Farquhar stayed in his seat. O’Neil guided Dunlop out into the hall to a waiting constable and watched the chaplain shuffling away.
‘This school is Sydney Diocese.’ Farquhar didn’t look at him. ‘Have you come across them?’
O’Neil kept quiet.
‘They’re everything Marguerite was not. They’re Low Anglicans, evangelical.’ Farquhar stood and walked to the door. ‘Fundamentalist. Let’s just say they don’t accommodate evolution with ease.’
Bruce Dunlop had stopped under an exit sign at the end of the corridor. He couldn’t have killed his daughter, he hadn’t been here.
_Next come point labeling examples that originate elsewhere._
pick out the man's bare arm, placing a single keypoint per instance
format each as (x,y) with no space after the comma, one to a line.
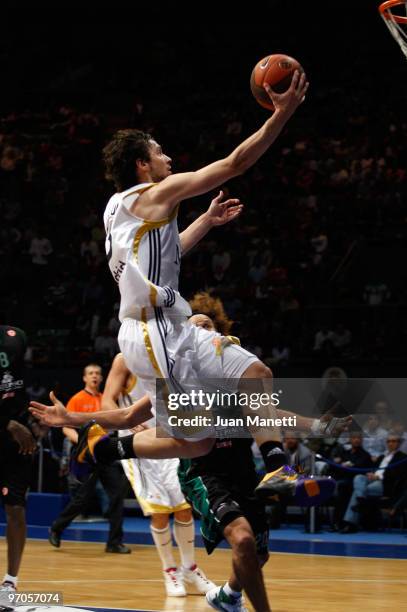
(123,418)
(177,187)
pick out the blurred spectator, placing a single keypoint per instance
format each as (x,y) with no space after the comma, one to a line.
(376,293)
(374,437)
(382,409)
(341,338)
(355,457)
(323,338)
(40,249)
(37,392)
(384,480)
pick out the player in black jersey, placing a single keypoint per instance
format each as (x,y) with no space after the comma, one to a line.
(17,444)
(219,485)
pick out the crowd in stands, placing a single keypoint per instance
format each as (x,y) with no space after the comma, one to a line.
(313,259)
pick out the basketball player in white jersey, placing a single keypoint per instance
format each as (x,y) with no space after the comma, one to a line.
(144,249)
(156,486)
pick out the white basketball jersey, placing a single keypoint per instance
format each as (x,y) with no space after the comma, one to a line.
(129,395)
(144,256)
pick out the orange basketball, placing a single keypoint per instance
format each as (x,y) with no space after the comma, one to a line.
(277,70)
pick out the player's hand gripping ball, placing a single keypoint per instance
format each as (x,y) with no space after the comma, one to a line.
(277,70)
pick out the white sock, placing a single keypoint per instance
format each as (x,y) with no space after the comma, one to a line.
(230,591)
(184,534)
(162,540)
(9,578)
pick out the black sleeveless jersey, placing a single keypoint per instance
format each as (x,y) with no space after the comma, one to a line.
(13,399)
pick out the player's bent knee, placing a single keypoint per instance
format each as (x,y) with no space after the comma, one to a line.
(184,516)
(263,558)
(245,545)
(258,370)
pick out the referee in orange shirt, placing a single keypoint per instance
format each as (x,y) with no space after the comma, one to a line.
(111,476)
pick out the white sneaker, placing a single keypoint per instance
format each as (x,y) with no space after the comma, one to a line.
(8,587)
(197,578)
(173,583)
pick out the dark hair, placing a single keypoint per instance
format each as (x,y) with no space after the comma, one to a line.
(212,307)
(91,365)
(120,156)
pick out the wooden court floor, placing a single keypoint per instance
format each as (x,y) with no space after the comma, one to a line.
(88,576)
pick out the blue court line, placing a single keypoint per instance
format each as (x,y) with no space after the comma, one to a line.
(116,609)
(293,539)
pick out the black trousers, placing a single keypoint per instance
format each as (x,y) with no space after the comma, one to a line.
(115,484)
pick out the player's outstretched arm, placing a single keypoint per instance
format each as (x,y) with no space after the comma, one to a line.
(123,418)
(218,213)
(178,187)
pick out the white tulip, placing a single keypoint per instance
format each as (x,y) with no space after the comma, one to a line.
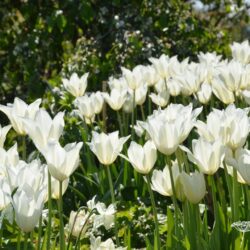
(106,146)
(31,174)
(3,132)
(233,126)
(5,193)
(161,65)
(208,156)
(161,99)
(241,52)
(209,58)
(62,162)
(193,186)
(150,76)
(141,94)
(142,158)
(19,110)
(98,101)
(170,127)
(105,216)
(55,187)
(242,163)
(221,91)
(86,107)
(161,181)
(134,78)
(43,128)
(75,85)
(77,221)
(118,84)
(128,104)
(116,98)
(28,206)
(205,93)
(97,244)
(8,158)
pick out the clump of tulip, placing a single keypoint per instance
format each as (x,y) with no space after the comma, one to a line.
(179,138)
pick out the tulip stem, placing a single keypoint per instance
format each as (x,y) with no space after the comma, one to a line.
(26,236)
(19,239)
(133,116)
(120,122)
(1,236)
(49,211)
(39,233)
(158,246)
(113,201)
(60,210)
(24,147)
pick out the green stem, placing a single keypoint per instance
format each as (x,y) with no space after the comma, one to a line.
(60,210)
(19,239)
(113,201)
(236,201)
(50,211)
(24,147)
(174,198)
(133,116)
(25,241)
(158,246)
(39,233)
(142,113)
(242,241)
(1,236)
(120,122)
(83,226)
(149,102)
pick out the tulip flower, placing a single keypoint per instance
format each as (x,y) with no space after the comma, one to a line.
(75,85)
(150,76)
(98,101)
(77,221)
(193,186)
(116,98)
(106,146)
(118,84)
(170,127)
(3,132)
(105,216)
(161,181)
(55,186)
(205,93)
(86,108)
(161,65)
(142,158)
(19,110)
(31,174)
(62,162)
(43,128)
(232,129)
(28,206)
(134,78)
(97,244)
(8,158)
(140,94)
(208,156)
(209,58)
(222,92)
(5,193)
(240,162)
(241,52)
(161,99)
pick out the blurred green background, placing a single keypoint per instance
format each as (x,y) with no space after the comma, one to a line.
(42,40)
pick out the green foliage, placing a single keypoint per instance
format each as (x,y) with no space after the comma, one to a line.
(40,40)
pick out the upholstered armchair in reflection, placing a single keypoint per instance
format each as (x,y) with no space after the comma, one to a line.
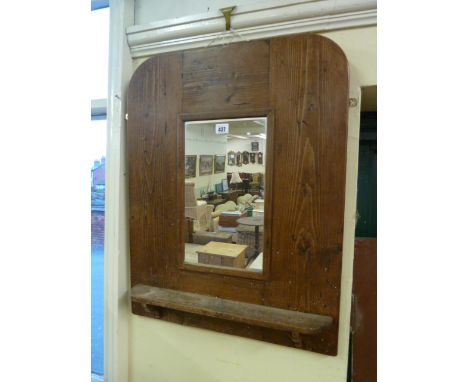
(197,210)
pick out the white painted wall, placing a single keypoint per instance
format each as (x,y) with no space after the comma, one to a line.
(161,351)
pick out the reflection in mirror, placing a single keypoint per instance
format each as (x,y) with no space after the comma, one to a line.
(224,193)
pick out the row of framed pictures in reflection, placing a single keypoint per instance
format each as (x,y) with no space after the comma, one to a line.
(240,158)
(207,164)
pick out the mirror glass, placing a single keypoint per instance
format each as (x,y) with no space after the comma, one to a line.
(225,193)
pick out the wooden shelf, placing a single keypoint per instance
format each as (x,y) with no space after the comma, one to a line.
(251,314)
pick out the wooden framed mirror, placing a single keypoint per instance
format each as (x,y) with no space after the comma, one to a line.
(300,85)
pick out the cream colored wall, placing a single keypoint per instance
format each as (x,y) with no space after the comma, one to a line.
(161,351)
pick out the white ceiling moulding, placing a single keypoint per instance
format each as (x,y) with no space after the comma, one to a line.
(250,23)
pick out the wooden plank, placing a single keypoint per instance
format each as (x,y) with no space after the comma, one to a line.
(226,77)
(259,315)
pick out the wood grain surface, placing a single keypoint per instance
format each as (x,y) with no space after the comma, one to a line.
(301,84)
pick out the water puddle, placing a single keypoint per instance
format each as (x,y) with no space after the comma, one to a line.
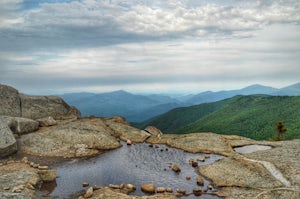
(251,148)
(136,164)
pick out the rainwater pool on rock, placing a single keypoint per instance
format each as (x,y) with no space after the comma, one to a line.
(136,164)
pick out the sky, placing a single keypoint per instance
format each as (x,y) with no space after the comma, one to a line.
(148,46)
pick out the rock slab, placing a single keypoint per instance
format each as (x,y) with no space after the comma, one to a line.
(8,144)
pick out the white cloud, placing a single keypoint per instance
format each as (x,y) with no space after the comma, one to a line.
(144,44)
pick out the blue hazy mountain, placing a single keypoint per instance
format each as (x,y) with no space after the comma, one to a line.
(138,108)
(133,107)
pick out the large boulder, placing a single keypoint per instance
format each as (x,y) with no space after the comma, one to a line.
(36,107)
(83,137)
(10,101)
(126,132)
(8,144)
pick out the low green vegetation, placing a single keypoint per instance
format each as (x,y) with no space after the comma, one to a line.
(252,116)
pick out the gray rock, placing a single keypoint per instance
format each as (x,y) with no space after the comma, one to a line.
(47,121)
(10,101)
(36,107)
(18,178)
(8,144)
(47,175)
(78,138)
(127,132)
(19,125)
(8,195)
(153,131)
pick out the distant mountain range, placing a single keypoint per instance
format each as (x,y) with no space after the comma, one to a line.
(138,108)
(252,116)
(209,96)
‘He’s the chaplain.’ Farquhar said. ‘The diocese would only hire in its image.’
A father–daughter religious war? ‘Understood,’ O’Neil said. ‘But you need to consider his alibi. It’s what we might call—’
‘Omnipotent?’
‘Yeah, that’ll do.’
They took Dunlop to his house. O’Neil felt the weight of the grief and wanted to help shoulder the load. It was impossible, but you had to try. A uniformed constable brought Beverley Dunlop from the gazebo and the couple were packed solemnly into the back of a waiting patrol car, to be taken to Beverley’s sister’s home in Beecroft.
O’Neil needed Panadol, a shower and a ten-minute kip. A combat nap, he called it, and Chrissie had always given her reply: a nanna nap. The repartee had been the first thing to dry up, then talking at all, and finally the whole marriage had been wrung out. That was the nub of it: he lost the ability to talk with his wife. He took his work home but he didn’t discuss it, and he didn’t think to ask her about her day. The house was hers, she’d been paying it off before they’d met. O’Neil had considered moving in with his widowed father, but he wasn’t there yet—a man had to have some pride. He’d found a flat in Redfern and taken a six-month lease. That had been five months ago. He still couldn’t sleep properly in the empty bed.
Beverley Dunlop stared straight ahead as the car pulled away. The Dunlops’ vehicle was in Noosa. The analysts would run the plates. Bruce Dunlop mightn’t have killed his daughter—but they had to cross him out for Gladesville.
O’Neil looked at his watch: 10.30 a.m. Riley would be finished at the Spratts’. O’Neil texted her to pick him up and waited in the shade, running through lists in his head. There were divers in the creek, and more than a hundred blue overalls walking the line across the terrain between the house and the dump site. The headmaster, Philip Preston, had given a statement to Satyr detectives at the Hay Stand last night and then been sent home. O’Neil read the statement on his phone. No sleep, no shower—not yet. They needed to see Preston.